George Wishon said the ESA changes will be helpful in streamlining the delisting process for grizzlies and wolves, among other recovered species. Shutterstock photo

Changes have been make to section 4 and section 7 said Budd-Falen, explaining that the public had the chance to comment a couple of years ago.

The section 4 changes include:

a. Economic Impact Report – As always, the agency will not make decisions to list or delist species based on economic considerations. However, Budd-Falen said that, for certain species, government staff will put together reports detailing the predicted cost to the associated industry or landowner(s) in order to help educate the public as well as the agency itself as to the economic burden a listing can cause.

b. Delisting Focus – The revisions to the regulations clarify that the standards for delisting and reclassification of a species consider the same five statutory factors as the listing of a species in the first place.

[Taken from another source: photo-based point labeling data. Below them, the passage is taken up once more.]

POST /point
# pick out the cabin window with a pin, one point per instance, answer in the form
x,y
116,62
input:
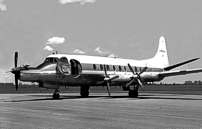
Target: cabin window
x,y
120,68
124,68
108,68
114,68
136,69
101,67
94,66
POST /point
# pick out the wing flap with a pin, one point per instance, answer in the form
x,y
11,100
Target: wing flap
x,y
179,72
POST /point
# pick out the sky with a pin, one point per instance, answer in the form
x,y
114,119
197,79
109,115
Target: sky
x,y
127,29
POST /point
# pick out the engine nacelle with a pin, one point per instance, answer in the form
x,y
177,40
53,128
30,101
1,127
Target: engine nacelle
x,y
151,76
48,86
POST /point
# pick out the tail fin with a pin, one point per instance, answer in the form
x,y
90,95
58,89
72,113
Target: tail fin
x,y
161,57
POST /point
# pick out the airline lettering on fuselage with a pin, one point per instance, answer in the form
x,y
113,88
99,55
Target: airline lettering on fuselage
x,y
162,51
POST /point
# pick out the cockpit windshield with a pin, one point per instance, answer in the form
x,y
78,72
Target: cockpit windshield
x,y
48,60
51,60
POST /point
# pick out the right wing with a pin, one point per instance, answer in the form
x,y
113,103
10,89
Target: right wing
x,y
179,72
179,64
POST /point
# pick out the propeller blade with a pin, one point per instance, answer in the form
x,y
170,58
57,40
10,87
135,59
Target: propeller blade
x,y
131,69
143,70
111,78
140,84
16,59
108,88
105,70
16,81
130,82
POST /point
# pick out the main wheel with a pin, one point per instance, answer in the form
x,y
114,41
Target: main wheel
x,y
56,95
84,93
133,93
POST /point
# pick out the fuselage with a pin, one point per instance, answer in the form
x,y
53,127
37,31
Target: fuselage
x,y
89,70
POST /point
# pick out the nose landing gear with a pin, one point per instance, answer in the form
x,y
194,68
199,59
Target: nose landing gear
x,y
84,91
56,94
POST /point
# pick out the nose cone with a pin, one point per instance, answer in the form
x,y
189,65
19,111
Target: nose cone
x,y
161,39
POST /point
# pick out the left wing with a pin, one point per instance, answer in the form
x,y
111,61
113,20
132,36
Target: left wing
x,y
179,72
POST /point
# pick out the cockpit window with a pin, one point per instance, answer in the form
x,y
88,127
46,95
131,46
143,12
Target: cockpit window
x,y
49,60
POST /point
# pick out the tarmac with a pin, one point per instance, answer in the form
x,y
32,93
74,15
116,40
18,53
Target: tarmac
x,y
98,111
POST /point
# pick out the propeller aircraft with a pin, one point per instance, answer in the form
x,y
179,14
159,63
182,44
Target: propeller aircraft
x,y
86,71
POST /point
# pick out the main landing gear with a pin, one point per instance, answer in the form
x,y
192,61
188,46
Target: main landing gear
x,y
84,91
133,92
56,94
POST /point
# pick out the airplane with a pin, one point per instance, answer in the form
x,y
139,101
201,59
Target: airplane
x,y
87,71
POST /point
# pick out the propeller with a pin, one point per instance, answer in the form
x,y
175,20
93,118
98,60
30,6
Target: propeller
x,y
137,78
107,79
16,70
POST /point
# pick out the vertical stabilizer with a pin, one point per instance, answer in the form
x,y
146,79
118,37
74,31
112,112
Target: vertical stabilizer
x,y
161,57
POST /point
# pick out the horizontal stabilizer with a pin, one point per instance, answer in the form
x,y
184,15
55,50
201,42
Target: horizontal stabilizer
x,y
179,64
179,72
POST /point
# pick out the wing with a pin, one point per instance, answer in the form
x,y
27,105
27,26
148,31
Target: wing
x,y
179,72
179,64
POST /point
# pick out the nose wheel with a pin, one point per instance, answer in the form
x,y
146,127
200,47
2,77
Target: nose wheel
x,y
84,91
56,94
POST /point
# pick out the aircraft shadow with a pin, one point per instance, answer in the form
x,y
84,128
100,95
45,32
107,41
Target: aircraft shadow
x,y
49,97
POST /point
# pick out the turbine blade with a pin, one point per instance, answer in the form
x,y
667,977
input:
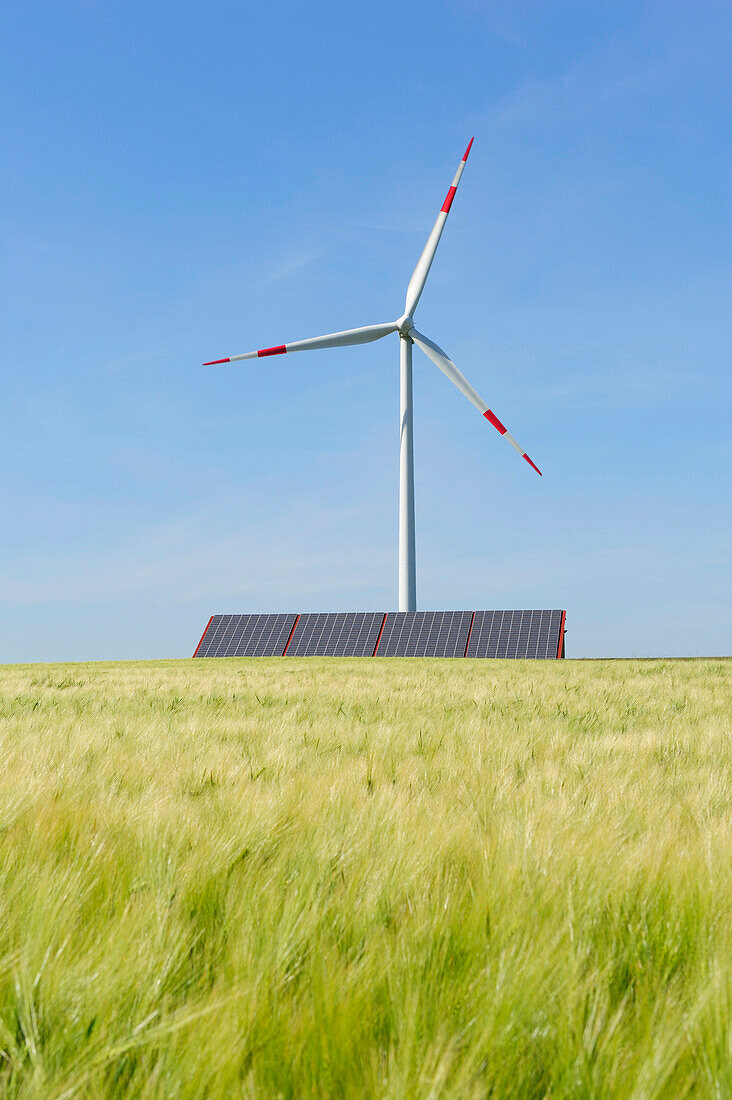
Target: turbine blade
x,y
425,262
332,340
448,367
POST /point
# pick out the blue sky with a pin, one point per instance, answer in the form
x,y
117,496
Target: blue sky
x,y
189,180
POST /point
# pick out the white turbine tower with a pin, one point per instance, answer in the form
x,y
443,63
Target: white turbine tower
x,y
407,583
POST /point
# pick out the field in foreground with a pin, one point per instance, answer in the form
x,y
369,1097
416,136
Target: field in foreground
x,y
341,878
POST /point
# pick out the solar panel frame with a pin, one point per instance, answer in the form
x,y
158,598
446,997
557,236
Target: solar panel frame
x,y
502,634
247,635
336,634
515,635
425,634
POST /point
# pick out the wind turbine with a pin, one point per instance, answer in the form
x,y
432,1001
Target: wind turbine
x,y
408,334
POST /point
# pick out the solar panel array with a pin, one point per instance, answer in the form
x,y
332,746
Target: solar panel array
x,y
536,634
425,634
246,636
343,634
515,634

This requirement ensures that all species proposed for delisting or reclassification receive the same careful analysis to determine whether or not they meet the statutory definitions of a threatened or endangered species as is done for determining whether to add a species to the list.

c. Threatened species treated differently than endangered species – In addition to the final joint regulations, the U.S. Fish and Wildlife Service finalized a separate revision rescinding its “blanket rule” under section 4(d) of the ESA. The rule had automatically given threatened species the same protections as endangered species unless otherwise specified. The National Marine Fisheries Service has never employed such a blanket rule, so the new regulations bring the two agencies into alignment. The change impacts only future threatened species’ listings or reclassifications from endangered to threatened status and does not apply to species already listed as threatened. The U.S. Fish and Wildlife Service will craft species-specific 4(d) rules for each future threatened species determination as deemed necessary and advisable for the conservation of the species, as has been common practice for many species listed as threatened in recent years.

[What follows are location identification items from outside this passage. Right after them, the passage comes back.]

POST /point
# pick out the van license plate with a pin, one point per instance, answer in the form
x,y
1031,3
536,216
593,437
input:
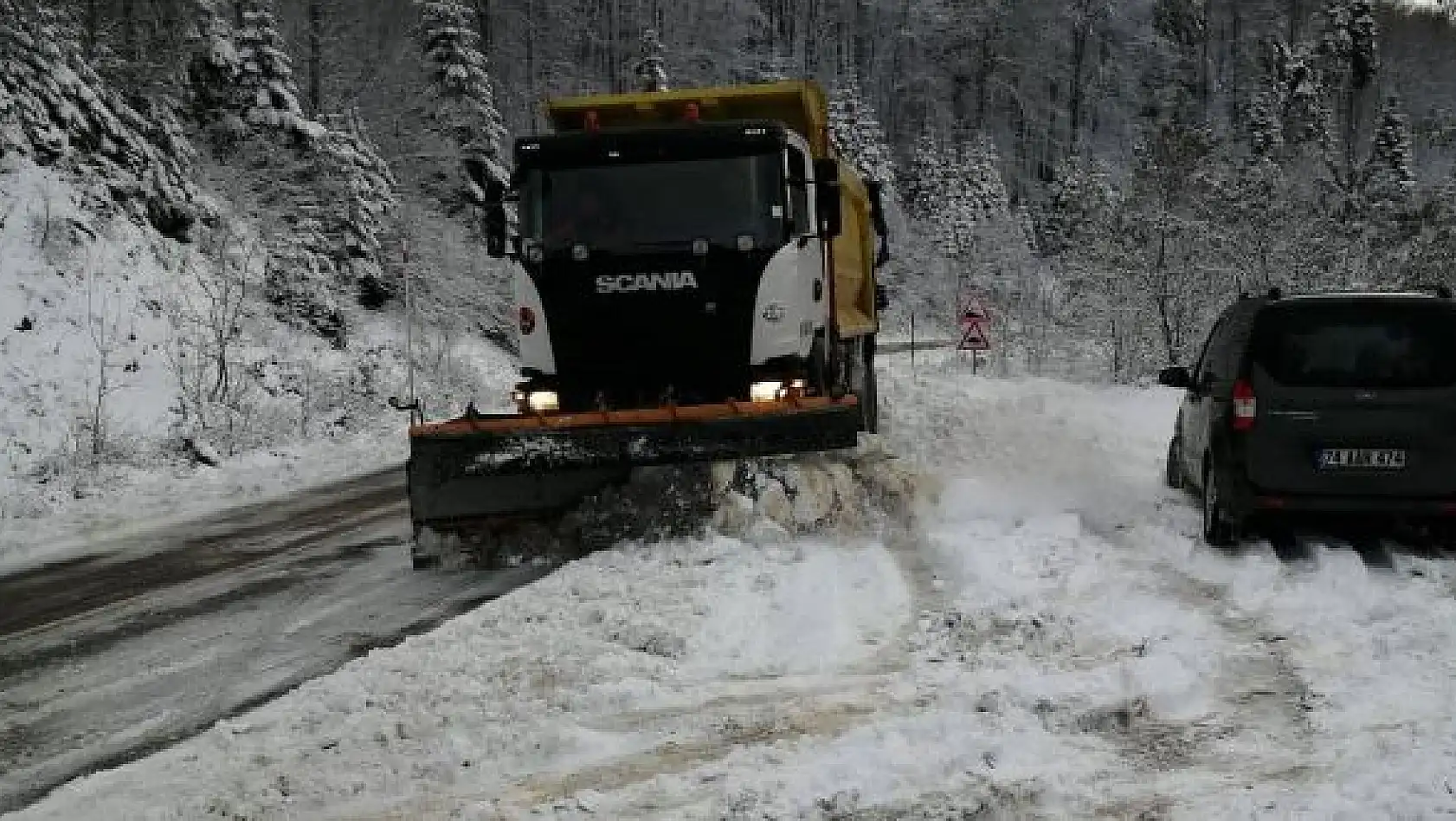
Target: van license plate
x,y
1388,459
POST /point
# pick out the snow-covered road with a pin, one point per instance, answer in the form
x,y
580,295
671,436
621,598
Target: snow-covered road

d. Critical habitat should have the species in existence and must possess at least one needed feature for the species. When designating critical habitat, the regulations reinstate the requirement that areas where threatened or endangered species are present at the time of listing be evaluated first before unoccupied areas are considered. This reduces the potential for additional regulatory burden that results from a designation when species are not present in an area. In addition, the regulations impose a heightened standard for unoccupied areas to be designated as critical habitat. On top of the existing standard that the designated unoccupied habitat is essential to the conservation of the species, it must also, at the time of designation, contain one or more of the physical or biological features essential to the species’ conservation.

Regarding the fourth rule, Budd-Falen pointed out that in recent years, there have been cases where the federal government identified “critical habitat” that didn’t possess a single biological feature deemed necessary for the existence of the species. “When we designate critical habitat, we will identify the features that are needed, maybe they are big trees, year round water, certain plants or whatever. The area designated critical habitat must include at least one of those features, not hang on the hope that it might someday develop those features like has been happening in recent years,” she said.

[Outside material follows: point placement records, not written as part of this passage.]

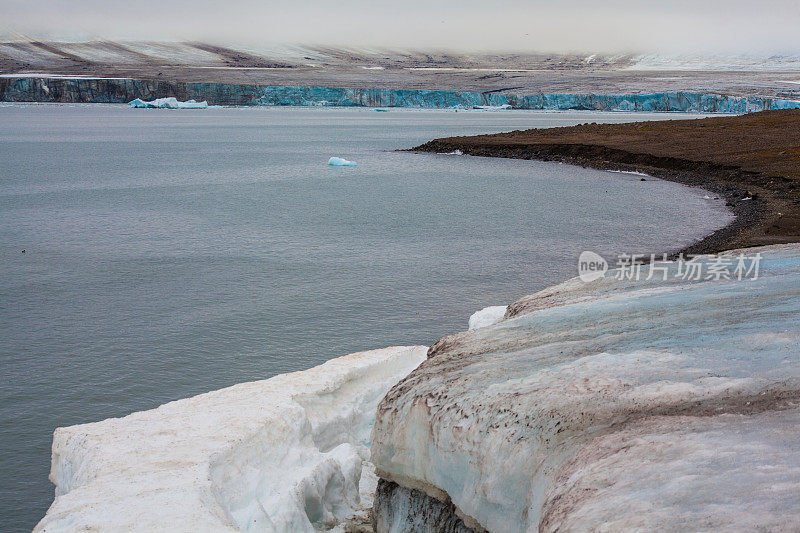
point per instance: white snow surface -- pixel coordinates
(613, 405)
(487, 316)
(168, 103)
(340, 162)
(282, 454)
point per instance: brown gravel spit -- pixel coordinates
(755, 156)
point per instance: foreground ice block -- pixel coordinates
(610, 405)
(168, 103)
(283, 454)
(339, 162)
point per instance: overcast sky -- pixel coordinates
(670, 26)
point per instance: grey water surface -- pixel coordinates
(172, 252)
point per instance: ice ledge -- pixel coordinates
(615, 404)
(54, 89)
(282, 454)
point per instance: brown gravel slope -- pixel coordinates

The section 7 updates should simplify and streamline the permitting process for those who need to get a permit for grazing, building a pipeline, mining or many other activities.

“We are trying to make it easier and simpler to get through the consultation process,” said Budd-Falen. One specific change requires that a permit-seeker not be required to submit the same documentation to multiple agencies.“Say for example, you’re requesting a permit. This will streamline the process. You won’t have to supply duplicate documents to every agency,” she said.

“We’ve been working on these rule changes for a year and a half,” said Budd-Falen.